In Mangalore, food is the one single unifier that brings families and communities together.
In a typical Mangalorean household about fifty years ago, the woman would walk to the neighborhood market every morning to buy the freshest ingredients while catching up on the latest gossip with her friends, return home and cook together with other women in the family and then sit down with the family to a delicious, fresh cooked meal. A typical conversation at the table wouldn’t be about their day, but rather about the quality of the food; is the fish really fresh? How much was it? And other such not-so-trivial topics.
Just as with language, food is unique to the different religious communities in Mangalore. Each community boasts its own specialties and they’re all delicious in their own right. The food in Mangalore is bold and rich and diverse, and unlike what you’ll ever eat at an Indian restaurant anywhere in the world. The Indian restaurant cuisine comes from North India and is nothing like the food from Mangalore. To get a taste of typical Mangalorean food, you’ll have to, well, meet a Mangalorean!
Since I am most familiar with Mangalorean Catholic food, I’m going to share some of my favorites dishes! Due to its geographical proximity to the sea, fresh seafood is one of the mainstays of the local Catholic cuisine. But pork, mutton and chicken are equally popular, especially on a Sunday after church. Here are some of my family favorites that my grandmother Ena has passed down to us.
- Khube Mutli | Fresh clams and rice dumplings cooked in a flavorful coconut seasoning
- Sanaa Dukra Maas | Rice dumplings accompanied by a spicy pork curry
- Kori Rotti | A rice based cracker soaked in a flavorful coconut milk chicken curry
- Maasli | Fresh fish of the day fried to perfection and served with a side of salad
- Shevyo Roce | Rice noodles soaked in either savory chicken curry for lunch or in a jaggery based sauce for an evening snack with tea
The typical Mangalorean desserts are not too sweet, light on calories and the perfect accompaniment with evening tea. Here are some that my grandmother Ena would make for us, from scratch every time!
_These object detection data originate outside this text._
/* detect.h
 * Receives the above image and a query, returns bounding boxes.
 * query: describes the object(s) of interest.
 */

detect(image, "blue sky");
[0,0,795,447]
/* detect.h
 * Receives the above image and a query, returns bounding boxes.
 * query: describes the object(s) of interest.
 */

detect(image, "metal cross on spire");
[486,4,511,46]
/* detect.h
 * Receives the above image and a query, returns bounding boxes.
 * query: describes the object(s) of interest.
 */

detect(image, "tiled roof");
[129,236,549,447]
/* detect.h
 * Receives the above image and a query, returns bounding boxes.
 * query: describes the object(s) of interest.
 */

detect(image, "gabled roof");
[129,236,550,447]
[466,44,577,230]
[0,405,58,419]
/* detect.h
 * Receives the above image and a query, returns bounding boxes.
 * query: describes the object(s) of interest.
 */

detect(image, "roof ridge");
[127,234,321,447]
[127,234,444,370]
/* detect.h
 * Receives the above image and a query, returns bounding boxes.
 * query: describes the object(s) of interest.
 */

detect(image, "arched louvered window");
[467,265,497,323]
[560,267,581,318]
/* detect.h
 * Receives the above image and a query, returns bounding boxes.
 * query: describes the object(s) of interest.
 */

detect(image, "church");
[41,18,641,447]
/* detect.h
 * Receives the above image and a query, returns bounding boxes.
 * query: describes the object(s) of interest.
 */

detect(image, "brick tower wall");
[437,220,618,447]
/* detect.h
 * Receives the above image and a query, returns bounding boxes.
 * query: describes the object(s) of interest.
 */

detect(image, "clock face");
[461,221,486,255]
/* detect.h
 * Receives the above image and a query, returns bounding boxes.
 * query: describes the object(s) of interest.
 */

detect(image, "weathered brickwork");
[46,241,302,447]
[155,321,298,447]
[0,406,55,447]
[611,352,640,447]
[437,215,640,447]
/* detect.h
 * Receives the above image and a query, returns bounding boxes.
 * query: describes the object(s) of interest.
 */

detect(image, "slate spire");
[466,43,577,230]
- Mandas | A soft cake made by combining rice, cucumbers and jaggery
- Macaroons | Similar to macaroons around the world, except these are made with jaggery and very often contain cashew nuts
- Devil’s Cake | One of my grandmother’s specialties, a rich, dark chocolate cake
- Haldikolyache Patholi | Sweet rice dumplings steamed in leaves from the turmeric plant
One of the joys of Mangalore is sipping on fresh coconut water straight out of the coconut, or “tender coconut” as it is known in Mangalore. It is one of the healthiest drinks in the world, it has a light, refreshing taste and it is available everywhere in Mangalore! That’s me in the picture below, a few years ago, getting probably my third or fourth coconut water while out shopping in downtown Mangalore!
This post about food and drink is not complete without talking about alcohol! One of my favorite memories from my summers in Mangalore is of the entire extended family sitting around on the porch in my grandparents’ home in Kankanady, singing old family songs, eating fresh fish, all while sipping on never-ending supply of wine, beer, whisky, rum or local toddy! Toddy is a local liquor prepared by extracting the sap of a coconut flower. It is bold and sharp and very potent. And a favorite in my family.
Mangalorean Catholics are also very adept at making their own wines at home. Pineapple, carrot, ginger and beet wine; just some of the wines I’ve had growing up. On my visit to Mangalore last year, my aunt picked up a bottle each of these wines for me from a close family friend who has been making these wines faithfully for years in her home. These wines are usually very sweet, so they’re perfect as a digestif after a nice meal.